Her 30 years have not always been filled with sad stories.

In Florence, Boone described seeing the downtown redevelopment come to life in recent years. Through reporting on the progress, she hopes the community appreciates how downtown is now flourishing.

Memories of tobacco crops, once big business for South Carolina, are still fresh for Boone.

“The auctions on opening day of tobacco season were huge,” she said. “The governor came down. He would walk through a tobacco warehouse either in Lake City, Mullins or Darlington. It was our lead story that day.”

Boone also recounted her brushes with Hollywood stardom.

“The job has allowed me do some fun things,” she said. “Getting to meet Tom Cruise was pretty cool.” Cruise was in the area filming “Days of Thunder” at Darlington Raceway.

In the 1990s, Boone also had the opportunity to travel to California when WBTW sent her to do a series of reports on daytime soap operas.

“For about 15 seconds, I was on ‘The Young and the Restless,’” she said. “It was a hospital scene. And, I got to stand in the background on a pay phone.”

Boone said the people of this region are what have inspired her day in and day out.

“The coolest people are just the average people that you meet in the grocery store or going to the schools,” she said. “Kids are always the best, especially the little ones.”

To loyal viewers, it is that down-to-earth nature that has made her relatable for all these years.

Indeed, Boone has earned the title of matriarch of northeast South Carolina news. She has earned awards from the South Carolina Associated Press and the South Carolina Medical Association. Previously, the Morning News named her Best TV Personality, and she has gained recognition from Leadership Florence.

While talking about her countless awards over the past 30 years, Boone quickly turned back to her family: “My biggest awards in my life are my children.”

For many years, she and co-anchor Bob Juback hosted the Children’s Miracle Network Telethon from McLeod Hospital. Juback has been alongside Boone on the anchor desk since 1992. Boone jokingly calls Juback her work husband. The two have been the one constant inside the Florence/Myrtle Beach television market and at News 13.
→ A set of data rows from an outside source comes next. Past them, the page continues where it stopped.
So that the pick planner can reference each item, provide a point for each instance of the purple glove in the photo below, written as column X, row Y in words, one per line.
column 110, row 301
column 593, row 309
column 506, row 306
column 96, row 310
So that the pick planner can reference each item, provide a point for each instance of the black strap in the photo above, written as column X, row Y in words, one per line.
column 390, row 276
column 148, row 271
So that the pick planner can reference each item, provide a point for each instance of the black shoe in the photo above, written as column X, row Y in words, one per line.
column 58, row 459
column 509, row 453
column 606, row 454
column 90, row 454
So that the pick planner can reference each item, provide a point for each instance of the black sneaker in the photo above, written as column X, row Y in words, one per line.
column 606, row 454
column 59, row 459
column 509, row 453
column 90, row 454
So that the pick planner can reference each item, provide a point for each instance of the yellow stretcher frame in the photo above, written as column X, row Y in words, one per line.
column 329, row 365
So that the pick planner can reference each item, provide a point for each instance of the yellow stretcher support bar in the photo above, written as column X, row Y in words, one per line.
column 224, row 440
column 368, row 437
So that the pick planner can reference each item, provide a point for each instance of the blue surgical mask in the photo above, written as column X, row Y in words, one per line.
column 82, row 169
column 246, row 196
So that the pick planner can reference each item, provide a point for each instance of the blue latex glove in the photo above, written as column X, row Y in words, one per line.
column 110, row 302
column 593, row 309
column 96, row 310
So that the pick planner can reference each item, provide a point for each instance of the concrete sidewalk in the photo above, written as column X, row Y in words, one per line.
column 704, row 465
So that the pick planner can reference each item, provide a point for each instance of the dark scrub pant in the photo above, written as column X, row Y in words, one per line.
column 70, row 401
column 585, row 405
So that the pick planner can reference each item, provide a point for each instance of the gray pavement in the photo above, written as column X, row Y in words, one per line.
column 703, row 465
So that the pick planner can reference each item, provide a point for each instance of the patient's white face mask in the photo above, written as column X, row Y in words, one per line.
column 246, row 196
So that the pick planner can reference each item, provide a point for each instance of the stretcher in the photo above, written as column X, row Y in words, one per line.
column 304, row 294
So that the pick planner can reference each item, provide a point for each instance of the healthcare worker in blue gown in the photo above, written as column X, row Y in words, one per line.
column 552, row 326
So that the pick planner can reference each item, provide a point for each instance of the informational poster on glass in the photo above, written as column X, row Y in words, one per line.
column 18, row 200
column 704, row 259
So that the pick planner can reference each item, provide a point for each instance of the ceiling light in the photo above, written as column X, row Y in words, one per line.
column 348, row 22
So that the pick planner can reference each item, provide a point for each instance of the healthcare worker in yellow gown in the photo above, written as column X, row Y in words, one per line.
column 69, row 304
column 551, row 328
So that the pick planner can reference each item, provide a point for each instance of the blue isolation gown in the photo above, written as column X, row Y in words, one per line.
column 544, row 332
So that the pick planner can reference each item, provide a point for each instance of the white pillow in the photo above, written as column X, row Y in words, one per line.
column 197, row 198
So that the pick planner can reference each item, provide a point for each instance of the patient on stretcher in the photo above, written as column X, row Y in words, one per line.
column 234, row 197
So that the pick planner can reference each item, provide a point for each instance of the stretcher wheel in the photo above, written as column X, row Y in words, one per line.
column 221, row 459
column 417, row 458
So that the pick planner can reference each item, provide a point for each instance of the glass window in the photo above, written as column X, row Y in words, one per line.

“When it’s time to retire, whenever that day may come … I want to go out on top,” Boone said. “I hope people remember me as someone who wasn’t just a face on TV but was a person who genuinely cared about other people.”

She speculated her future will involve more time with loved ones.

“My children are at Clemson right now,” Boone said. “My mom and stepfather are in Spartanburg, and I could see myself returning to the Upstate. And, I have a wonderful fiancé who is in Rock Hill.

“So, the future holds time with my fiancé and my family — whenever that time comes.”